Toby managed a noise he chose to believe was a laugh. He straightened with great dignity and the grace of a man whose spine had been replaced with wet rope. “I’m all right,” he announced, and his voice shook like a cartwheel with a broken spoke. “I’m going to relax in the hot bath for… five hours.”
“Forty minutes,” Maxwell said. “Then letters.”
Toby grimaced. “Then forty minutes of trying not to drown in a tub.”
“Go,” Maxwell said, softer. “And don’t clench every part of you like you’re trying to hold in a sneeze. The horse can feel your fear. Learn to breathe when you’re scared. That goes for steel as well as saddle.”
Toby nodded. The advice felt like a key to a door he hadn’t known was there.
The bathhouse steamed like a summer river. Toby sank into copper and groaned from some place so deep he didn’t know words had ever reached it. Heat breathed into his battered thighs and the ropework of his calves. His ribs loosened. His fingers stopped pretending to be claws.
He let his head fall back against the tub’s rim and watched the ceiling blur. Water lapped his collarbones. The ache quieted enough to let thoughts in.
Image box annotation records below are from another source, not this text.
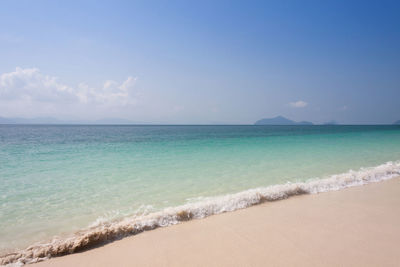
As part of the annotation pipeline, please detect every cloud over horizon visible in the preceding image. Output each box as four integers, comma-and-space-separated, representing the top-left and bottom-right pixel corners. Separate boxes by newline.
0, 67, 137, 116
289, 100, 308, 108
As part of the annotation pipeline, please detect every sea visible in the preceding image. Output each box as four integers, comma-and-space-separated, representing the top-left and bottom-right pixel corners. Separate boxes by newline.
0, 125, 400, 265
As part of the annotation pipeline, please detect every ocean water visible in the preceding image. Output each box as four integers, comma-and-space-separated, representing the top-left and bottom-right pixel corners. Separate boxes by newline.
0, 125, 400, 262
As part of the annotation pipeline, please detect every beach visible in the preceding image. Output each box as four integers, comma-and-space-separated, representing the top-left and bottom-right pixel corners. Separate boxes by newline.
33, 177, 400, 267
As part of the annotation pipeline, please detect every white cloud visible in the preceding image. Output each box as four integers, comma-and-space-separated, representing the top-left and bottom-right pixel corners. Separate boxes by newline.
0, 67, 136, 119
289, 100, 308, 108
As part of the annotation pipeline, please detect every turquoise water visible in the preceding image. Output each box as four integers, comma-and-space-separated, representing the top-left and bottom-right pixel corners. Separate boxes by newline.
0, 125, 400, 255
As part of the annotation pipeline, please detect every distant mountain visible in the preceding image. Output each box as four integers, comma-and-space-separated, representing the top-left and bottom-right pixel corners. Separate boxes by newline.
254, 116, 313, 125
322, 120, 338, 125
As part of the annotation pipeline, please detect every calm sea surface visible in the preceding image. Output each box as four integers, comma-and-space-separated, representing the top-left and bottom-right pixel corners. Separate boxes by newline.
0, 125, 400, 251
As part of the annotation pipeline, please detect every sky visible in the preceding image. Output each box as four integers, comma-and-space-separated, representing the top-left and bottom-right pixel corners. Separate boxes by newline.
0, 0, 400, 124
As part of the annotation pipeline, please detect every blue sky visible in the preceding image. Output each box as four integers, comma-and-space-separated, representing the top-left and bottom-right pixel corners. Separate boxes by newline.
0, 0, 400, 124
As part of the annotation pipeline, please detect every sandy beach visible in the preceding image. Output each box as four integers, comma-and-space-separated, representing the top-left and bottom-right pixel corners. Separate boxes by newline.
33, 178, 400, 267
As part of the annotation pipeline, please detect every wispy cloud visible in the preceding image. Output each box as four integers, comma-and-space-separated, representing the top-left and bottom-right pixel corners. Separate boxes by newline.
289, 100, 308, 108
0, 67, 136, 119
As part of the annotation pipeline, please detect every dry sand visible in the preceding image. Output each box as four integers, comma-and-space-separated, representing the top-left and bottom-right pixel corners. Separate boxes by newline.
34, 178, 400, 267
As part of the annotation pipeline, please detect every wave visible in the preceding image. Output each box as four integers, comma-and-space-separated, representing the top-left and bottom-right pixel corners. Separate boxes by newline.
0, 161, 400, 266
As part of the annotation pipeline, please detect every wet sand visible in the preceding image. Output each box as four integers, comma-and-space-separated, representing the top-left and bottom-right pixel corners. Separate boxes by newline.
30, 178, 400, 267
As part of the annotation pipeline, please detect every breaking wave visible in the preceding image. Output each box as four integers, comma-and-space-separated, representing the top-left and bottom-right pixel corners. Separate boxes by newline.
0, 161, 400, 266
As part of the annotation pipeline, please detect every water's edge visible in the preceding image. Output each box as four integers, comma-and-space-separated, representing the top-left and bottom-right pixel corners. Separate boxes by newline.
0, 161, 400, 266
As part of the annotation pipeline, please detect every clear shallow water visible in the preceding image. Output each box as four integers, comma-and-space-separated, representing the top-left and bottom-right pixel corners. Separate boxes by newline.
0, 125, 400, 254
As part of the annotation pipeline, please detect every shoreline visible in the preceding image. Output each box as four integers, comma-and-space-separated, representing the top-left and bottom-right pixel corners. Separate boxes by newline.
29, 177, 400, 267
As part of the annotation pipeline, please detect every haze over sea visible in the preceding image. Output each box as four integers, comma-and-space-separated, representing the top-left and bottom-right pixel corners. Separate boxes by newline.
0, 125, 400, 252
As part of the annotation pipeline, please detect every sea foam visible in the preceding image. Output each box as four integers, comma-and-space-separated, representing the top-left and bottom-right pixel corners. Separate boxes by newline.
0, 161, 400, 266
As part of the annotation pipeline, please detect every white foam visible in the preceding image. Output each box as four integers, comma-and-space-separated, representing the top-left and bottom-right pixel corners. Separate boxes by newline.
0, 161, 400, 266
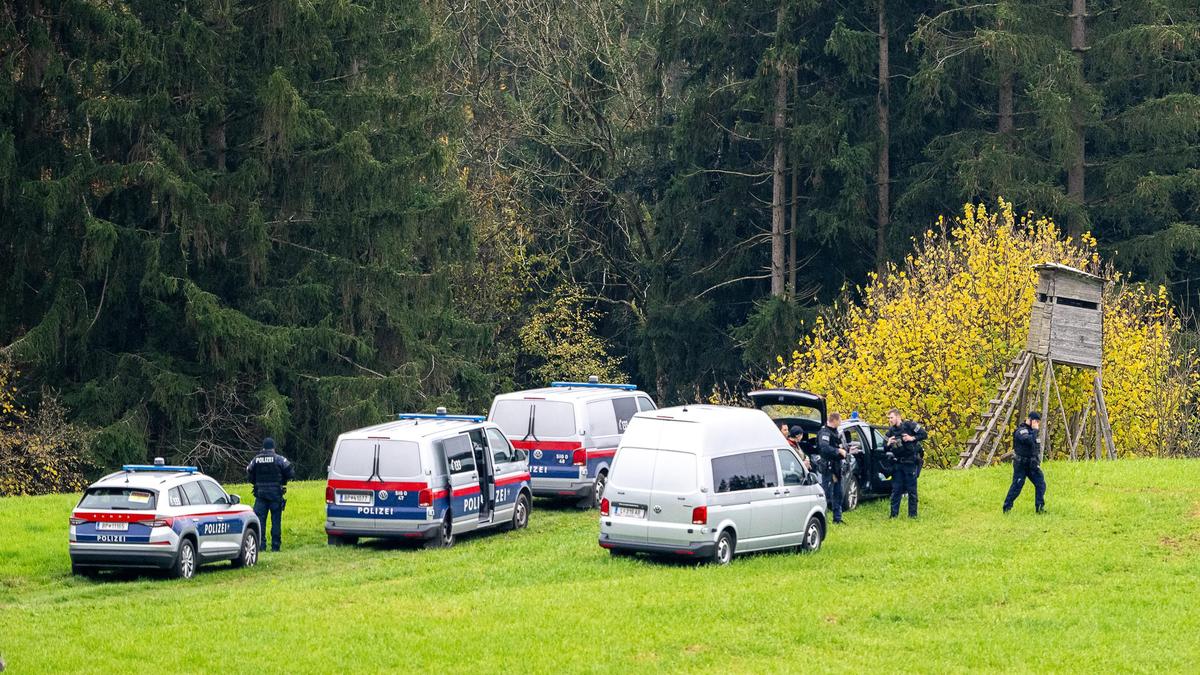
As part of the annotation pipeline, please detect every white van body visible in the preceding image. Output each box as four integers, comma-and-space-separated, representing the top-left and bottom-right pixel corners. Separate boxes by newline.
600, 405, 826, 563
487, 381, 656, 508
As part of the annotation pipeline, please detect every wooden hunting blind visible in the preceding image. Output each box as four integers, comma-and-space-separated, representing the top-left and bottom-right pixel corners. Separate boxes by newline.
959, 263, 1116, 468
1026, 264, 1104, 368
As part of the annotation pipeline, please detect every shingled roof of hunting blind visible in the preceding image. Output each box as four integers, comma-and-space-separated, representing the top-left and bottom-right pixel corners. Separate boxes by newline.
1026, 263, 1105, 368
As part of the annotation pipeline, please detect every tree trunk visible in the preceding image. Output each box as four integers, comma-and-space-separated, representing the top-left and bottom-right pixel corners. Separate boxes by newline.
1067, 0, 1087, 235
996, 71, 1013, 139
770, 50, 790, 295
875, 0, 892, 274
787, 67, 800, 298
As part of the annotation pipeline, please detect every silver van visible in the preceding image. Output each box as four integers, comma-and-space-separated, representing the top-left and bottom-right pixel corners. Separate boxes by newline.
487, 376, 656, 508
600, 405, 826, 565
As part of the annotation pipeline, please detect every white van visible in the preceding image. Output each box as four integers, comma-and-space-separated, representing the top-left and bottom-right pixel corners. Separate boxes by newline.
600, 405, 826, 565
487, 376, 655, 508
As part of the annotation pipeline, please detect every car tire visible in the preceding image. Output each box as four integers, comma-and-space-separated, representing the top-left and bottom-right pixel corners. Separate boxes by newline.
509, 492, 529, 530
800, 515, 824, 554
233, 528, 258, 567
170, 539, 198, 579
425, 513, 454, 549
712, 530, 737, 565
841, 476, 862, 510
592, 471, 608, 509
71, 562, 100, 579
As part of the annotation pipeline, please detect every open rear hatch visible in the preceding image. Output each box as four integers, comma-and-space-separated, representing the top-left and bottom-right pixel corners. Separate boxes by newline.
746, 389, 826, 432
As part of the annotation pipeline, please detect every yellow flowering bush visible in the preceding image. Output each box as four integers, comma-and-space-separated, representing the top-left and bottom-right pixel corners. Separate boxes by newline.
767, 199, 1196, 467
0, 362, 90, 496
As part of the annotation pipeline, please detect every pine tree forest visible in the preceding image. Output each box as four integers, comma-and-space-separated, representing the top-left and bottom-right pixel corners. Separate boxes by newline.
0, 0, 1200, 482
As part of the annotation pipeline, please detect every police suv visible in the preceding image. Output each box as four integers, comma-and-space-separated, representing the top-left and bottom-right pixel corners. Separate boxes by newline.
325, 408, 533, 546
487, 376, 656, 508
70, 458, 262, 579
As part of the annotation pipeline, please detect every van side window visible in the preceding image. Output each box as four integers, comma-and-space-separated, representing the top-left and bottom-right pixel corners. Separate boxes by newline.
713, 450, 779, 492
588, 399, 618, 438
442, 434, 475, 473
487, 428, 517, 464
612, 396, 637, 434
775, 450, 806, 485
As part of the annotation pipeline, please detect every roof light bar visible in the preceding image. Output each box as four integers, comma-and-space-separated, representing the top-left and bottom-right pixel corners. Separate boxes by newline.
121, 464, 199, 473
550, 382, 637, 392
396, 407, 487, 422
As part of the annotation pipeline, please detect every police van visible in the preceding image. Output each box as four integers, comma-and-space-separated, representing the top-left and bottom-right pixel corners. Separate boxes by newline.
325, 408, 533, 546
487, 376, 656, 508
70, 458, 262, 579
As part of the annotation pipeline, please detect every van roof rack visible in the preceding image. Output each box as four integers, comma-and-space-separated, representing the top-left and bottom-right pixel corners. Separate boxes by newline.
121, 458, 199, 473
550, 375, 637, 392
396, 407, 487, 422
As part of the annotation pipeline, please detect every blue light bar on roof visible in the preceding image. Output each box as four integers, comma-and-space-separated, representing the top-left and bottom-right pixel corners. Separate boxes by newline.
550, 382, 637, 392
121, 464, 199, 473
396, 408, 487, 422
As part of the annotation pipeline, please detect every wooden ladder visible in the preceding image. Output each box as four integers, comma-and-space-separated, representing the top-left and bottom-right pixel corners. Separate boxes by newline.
959, 351, 1033, 468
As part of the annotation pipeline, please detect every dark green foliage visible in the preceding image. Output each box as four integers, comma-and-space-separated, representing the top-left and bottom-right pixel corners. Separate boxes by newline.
0, 0, 487, 474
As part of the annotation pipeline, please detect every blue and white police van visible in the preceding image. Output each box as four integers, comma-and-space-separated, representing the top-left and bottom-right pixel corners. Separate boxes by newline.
70, 458, 262, 579
487, 376, 656, 508
325, 408, 533, 546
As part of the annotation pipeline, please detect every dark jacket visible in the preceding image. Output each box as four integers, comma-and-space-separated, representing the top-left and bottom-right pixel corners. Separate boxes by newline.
887, 419, 929, 464
246, 448, 295, 496
1013, 422, 1039, 459
817, 425, 841, 478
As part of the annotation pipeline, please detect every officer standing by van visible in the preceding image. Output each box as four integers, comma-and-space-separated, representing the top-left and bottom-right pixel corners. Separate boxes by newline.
887, 408, 929, 518
1004, 412, 1046, 513
817, 412, 846, 522
246, 436, 295, 551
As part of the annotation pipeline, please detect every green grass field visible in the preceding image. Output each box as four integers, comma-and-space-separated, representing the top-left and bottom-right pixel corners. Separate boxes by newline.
0, 460, 1200, 673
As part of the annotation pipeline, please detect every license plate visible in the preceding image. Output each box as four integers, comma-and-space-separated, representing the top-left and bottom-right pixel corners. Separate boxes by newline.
612, 504, 646, 518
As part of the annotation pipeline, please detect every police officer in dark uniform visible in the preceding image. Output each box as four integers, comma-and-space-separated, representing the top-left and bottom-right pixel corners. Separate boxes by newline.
817, 412, 846, 522
887, 408, 929, 518
246, 436, 295, 551
1004, 412, 1046, 513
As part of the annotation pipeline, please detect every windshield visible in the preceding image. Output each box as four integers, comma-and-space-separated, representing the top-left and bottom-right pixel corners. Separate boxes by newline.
79, 488, 158, 510
491, 399, 576, 441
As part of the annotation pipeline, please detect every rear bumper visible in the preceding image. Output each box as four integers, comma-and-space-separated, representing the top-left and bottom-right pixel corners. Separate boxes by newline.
599, 534, 716, 558
529, 476, 595, 498
325, 521, 442, 539
71, 544, 176, 569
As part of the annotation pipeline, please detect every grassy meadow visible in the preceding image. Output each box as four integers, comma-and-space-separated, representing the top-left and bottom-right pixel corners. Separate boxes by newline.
0, 460, 1200, 673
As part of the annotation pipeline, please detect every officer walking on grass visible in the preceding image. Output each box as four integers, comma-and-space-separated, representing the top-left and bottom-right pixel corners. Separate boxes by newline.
246, 436, 295, 551
1004, 412, 1046, 513
817, 412, 846, 522
888, 408, 929, 518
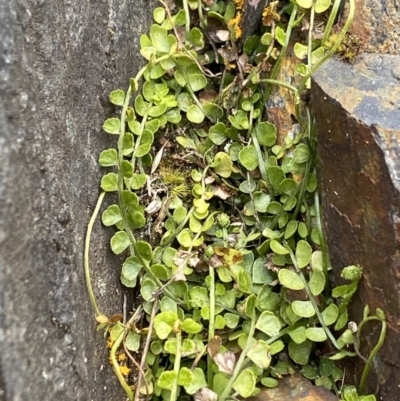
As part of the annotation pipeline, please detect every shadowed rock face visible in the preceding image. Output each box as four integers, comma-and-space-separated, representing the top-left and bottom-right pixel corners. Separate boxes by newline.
0, 0, 156, 401
248, 373, 339, 401
311, 54, 400, 401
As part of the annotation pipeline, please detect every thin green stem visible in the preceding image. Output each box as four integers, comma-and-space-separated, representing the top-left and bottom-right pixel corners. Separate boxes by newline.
110, 331, 133, 400
207, 266, 215, 388
314, 189, 330, 282
357, 316, 387, 394
260, 79, 297, 92
285, 244, 341, 350
251, 131, 274, 191
298, 0, 355, 97
260, 4, 299, 106
218, 319, 257, 401
83, 192, 106, 316
322, 0, 343, 46
183, 0, 190, 36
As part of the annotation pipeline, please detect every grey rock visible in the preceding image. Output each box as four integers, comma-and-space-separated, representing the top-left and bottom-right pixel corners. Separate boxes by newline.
311, 54, 400, 401
0, 0, 155, 401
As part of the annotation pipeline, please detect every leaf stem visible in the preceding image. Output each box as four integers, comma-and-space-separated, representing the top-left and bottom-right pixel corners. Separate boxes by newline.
357, 316, 387, 394
170, 330, 182, 401
207, 266, 215, 388
218, 319, 256, 401
110, 331, 133, 400
83, 192, 106, 316
285, 244, 341, 350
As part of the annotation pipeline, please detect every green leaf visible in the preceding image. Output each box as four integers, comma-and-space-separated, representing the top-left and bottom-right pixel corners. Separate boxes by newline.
181, 318, 203, 334
224, 312, 239, 329
267, 202, 283, 214
188, 28, 204, 48
261, 32, 273, 46
101, 205, 122, 227
103, 117, 121, 135
178, 367, 194, 386
269, 340, 285, 355
296, 240, 312, 269
125, 331, 140, 352
135, 130, 154, 157
255, 191, 271, 213
270, 239, 289, 255
150, 24, 171, 53
256, 284, 281, 312
176, 228, 193, 248
188, 73, 207, 92
134, 241, 153, 262
261, 377, 279, 388
122, 256, 142, 281
153, 7, 165, 24
298, 222, 308, 238
284, 220, 298, 240
288, 340, 313, 365
150, 263, 172, 281
245, 294, 257, 319
306, 327, 328, 342
275, 26, 286, 46
131, 174, 147, 189
154, 312, 178, 340
308, 270, 325, 297
279, 178, 297, 196
232, 369, 256, 398
99, 149, 118, 167
293, 143, 310, 164
247, 340, 271, 369
110, 231, 131, 255
239, 145, 258, 171
184, 368, 207, 395
140, 278, 157, 302
267, 166, 286, 190
186, 104, 205, 124
135, 95, 149, 117
110, 89, 125, 106
294, 41, 312, 60
120, 274, 136, 288
110, 322, 124, 341
315, 0, 332, 13
157, 370, 178, 390
203, 103, 224, 121
288, 326, 307, 344
211, 152, 233, 178
149, 103, 167, 117
256, 122, 276, 147
120, 160, 133, 178
292, 301, 315, 318
278, 269, 305, 290
238, 269, 252, 294
256, 311, 282, 337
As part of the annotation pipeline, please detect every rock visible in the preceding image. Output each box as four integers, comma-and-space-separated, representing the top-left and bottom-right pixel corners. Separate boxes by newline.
0, 0, 156, 401
311, 54, 400, 401
248, 374, 339, 401
341, 0, 400, 55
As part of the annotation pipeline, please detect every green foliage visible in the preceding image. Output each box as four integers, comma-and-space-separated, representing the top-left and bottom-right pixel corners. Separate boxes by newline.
83, 0, 386, 401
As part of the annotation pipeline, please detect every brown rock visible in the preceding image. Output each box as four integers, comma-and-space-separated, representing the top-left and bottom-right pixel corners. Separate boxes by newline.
248, 374, 339, 401
311, 54, 400, 401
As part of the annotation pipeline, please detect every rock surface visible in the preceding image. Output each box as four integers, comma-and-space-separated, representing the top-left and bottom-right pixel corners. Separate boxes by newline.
248, 374, 338, 401
0, 0, 156, 401
342, 0, 400, 55
311, 54, 400, 401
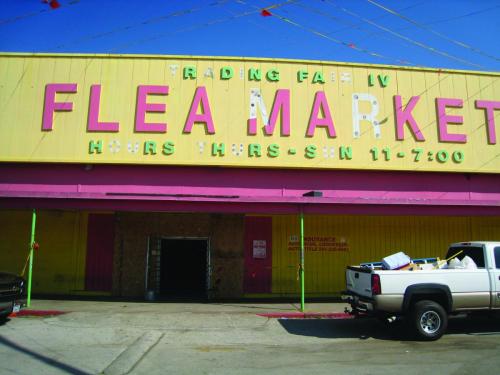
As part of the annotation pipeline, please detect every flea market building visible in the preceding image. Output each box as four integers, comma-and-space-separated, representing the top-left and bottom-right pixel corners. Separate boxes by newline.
0, 53, 500, 298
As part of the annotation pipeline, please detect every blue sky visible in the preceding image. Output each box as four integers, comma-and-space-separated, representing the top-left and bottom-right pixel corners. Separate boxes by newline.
0, 0, 500, 71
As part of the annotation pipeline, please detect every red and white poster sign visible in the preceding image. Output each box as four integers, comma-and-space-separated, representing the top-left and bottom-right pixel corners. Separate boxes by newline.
253, 240, 266, 259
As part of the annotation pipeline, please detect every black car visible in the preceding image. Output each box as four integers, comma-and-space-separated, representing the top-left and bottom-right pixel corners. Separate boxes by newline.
0, 272, 26, 321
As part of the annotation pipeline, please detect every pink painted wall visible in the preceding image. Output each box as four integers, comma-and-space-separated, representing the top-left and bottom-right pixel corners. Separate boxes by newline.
0, 163, 500, 215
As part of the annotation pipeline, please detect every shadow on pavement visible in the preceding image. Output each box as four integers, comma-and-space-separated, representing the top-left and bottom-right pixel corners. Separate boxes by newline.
278, 317, 500, 341
0, 336, 90, 375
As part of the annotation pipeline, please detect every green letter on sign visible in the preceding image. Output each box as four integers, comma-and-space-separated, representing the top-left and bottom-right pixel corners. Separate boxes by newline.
163, 141, 175, 155
313, 72, 325, 83
248, 68, 262, 81
340, 146, 352, 160
144, 141, 156, 155
212, 143, 226, 156
267, 143, 280, 158
297, 70, 309, 82
89, 141, 102, 154
266, 69, 280, 82
220, 66, 234, 79
305, 145, 316, 159
184, 66, 196, 79
248, 143, 262, 157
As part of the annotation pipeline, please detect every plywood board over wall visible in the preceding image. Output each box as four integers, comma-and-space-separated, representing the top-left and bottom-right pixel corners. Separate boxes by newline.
272, 215, 500, 297
0, 210, 87, 295
113, 212, 244, 298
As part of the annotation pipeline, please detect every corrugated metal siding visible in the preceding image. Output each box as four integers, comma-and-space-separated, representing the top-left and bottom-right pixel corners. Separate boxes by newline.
0, 210, 87, 294
272, 215, 500, 296
85, 214, 115, 292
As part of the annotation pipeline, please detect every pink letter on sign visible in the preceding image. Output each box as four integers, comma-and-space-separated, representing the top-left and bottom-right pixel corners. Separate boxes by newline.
135, 85, 168, 133
42, 83, 77, 130
476, 100, 500, 145
306, 91, 337, 138
87, 85, 120, 132
436, 98, 467, 143
248, 90, 290, 137
183, 86, 215, 134
394, 95, 425, 141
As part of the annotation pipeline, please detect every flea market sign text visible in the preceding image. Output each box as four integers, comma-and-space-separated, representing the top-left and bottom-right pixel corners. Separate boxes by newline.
4, 55, 500, 172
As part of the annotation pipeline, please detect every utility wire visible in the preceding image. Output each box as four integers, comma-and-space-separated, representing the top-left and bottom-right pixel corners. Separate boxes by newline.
366, 0, 500, 61
297, 3, 416, 65
398, 5, 500, 31
52, 0, 229, 50
314, 1, 425, 35
0, 0, 80, 26
108, 0, 297, 53
237, 0, 415, 65
326, 0, 482, 68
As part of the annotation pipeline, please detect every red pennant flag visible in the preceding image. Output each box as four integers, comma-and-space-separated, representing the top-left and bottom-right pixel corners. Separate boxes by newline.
49, 0, 61, 9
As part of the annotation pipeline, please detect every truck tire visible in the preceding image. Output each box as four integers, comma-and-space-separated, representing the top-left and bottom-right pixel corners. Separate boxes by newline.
411, 300, 448, 341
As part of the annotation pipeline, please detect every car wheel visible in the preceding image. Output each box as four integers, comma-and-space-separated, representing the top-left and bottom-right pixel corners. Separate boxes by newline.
411, 301, 448, 341
0, 313, 10, 323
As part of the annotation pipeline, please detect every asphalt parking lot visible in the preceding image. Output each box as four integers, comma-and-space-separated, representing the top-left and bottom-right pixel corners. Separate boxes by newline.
0, 300, 500, 374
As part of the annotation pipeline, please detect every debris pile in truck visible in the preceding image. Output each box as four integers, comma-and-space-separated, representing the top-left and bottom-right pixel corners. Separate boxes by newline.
360, 251, 477, 271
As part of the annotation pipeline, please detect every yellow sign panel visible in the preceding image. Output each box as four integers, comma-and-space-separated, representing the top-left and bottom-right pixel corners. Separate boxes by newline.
0, 54, 500, 173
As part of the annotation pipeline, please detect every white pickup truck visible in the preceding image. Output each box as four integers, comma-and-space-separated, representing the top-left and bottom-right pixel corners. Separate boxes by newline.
342, 241, 500, 340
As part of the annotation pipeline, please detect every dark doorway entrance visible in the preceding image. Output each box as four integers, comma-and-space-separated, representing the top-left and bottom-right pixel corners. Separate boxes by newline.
160, 238, 208, 299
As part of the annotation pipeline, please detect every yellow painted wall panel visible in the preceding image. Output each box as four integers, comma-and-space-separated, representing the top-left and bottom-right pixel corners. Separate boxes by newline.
272, 215, 500, 296
0, 53, 500, 173
0, 211, 87, 294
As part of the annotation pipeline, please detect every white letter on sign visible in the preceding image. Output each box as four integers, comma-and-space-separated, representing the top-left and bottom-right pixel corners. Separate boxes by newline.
352, 93, 381, 138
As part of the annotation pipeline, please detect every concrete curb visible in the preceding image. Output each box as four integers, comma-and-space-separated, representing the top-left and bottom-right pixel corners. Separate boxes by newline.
102, 331, 163, 375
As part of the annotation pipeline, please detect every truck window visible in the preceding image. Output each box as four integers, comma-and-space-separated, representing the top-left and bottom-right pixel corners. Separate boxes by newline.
446, 246, 484, 268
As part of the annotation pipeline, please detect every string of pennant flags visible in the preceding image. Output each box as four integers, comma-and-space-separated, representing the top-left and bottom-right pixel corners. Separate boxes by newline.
366, 0, 500, 61
326, 0, 482, 68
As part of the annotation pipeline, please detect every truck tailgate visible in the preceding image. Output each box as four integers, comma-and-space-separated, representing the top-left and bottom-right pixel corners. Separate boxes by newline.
345, 266, 372, 297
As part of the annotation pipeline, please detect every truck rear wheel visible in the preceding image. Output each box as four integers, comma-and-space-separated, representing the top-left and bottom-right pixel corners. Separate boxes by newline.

Two more hamlets. The phrase tasted like wet ash. Faces he didn’t know arranged themselves behind his eyes beside the ones he’d never stop seeing. He thought of Reece’s father. He thought of Sire Ray’s eyes when he said not yet. He thought of the thin moment in the yard when the world had leaned, and of the gallop when fear tried to turn him into stone and he had made his hands like water.
Breathe when you’re scared. Maybe that was the hinge. Maybe the door opened on breath.
He dunked his head and came up spluttering and new. He did his forty minutes, though not a second longer. The bath steamed, then came letters—an hour of ink stains and humiliation. Maxwell had been merciful in the yard; Tutor Braith was not. When the final bell tolled and supper’s smell drifted down the hall, Toby felt he’d fought a war no one could see. The promise of another soak was the only victory he could claim.
Back in his room, the hearth blinked with small, civilized flames. Someone had tidied again; the chamber pot was empty and no longer the day’s small dread. A folded square of linen lay on the chest with a sprig of something that smelled like summer tucked on top. He didn’t know the maid’s name. He would learn it. Small debts mattered.
In the corner, the elven blade—still wrapped—caught the hearthlight and answered with a sullen gleam, the way a buried coal remembers fire. He sat on the bed and looked at it a long time.
“I’m still coming,” he told the sword, voice low. Not bravado. Not a boy’s promise. A statement he wanted to be true enough to live through. “But I’m going to do it right. When I’m ready. Not before.”
The sword, being a sword, said nothing. But his chest hurt a little less for saying it out loud.
He stretched under the blanket, every muscle complaining like an old man’s knees, and let the comfort he didn’t understand slide over him. Tomorrow would come: bell, run, drills, letters, horses, pain, humiliation, small victories, the long work of turning rage into power. Sire Ray would ride again. The borders would bristle. Somewhere beyond the marsh, elves would laugh and think themselves wind.
Toby breathed deep, slow, and steady—the way Maxwell had told him—and felt his heartbeat answer in even strokes. He slept with the knowledge that one day, he would take his sword to the elves, and that all his effort wouldn’t be in vain.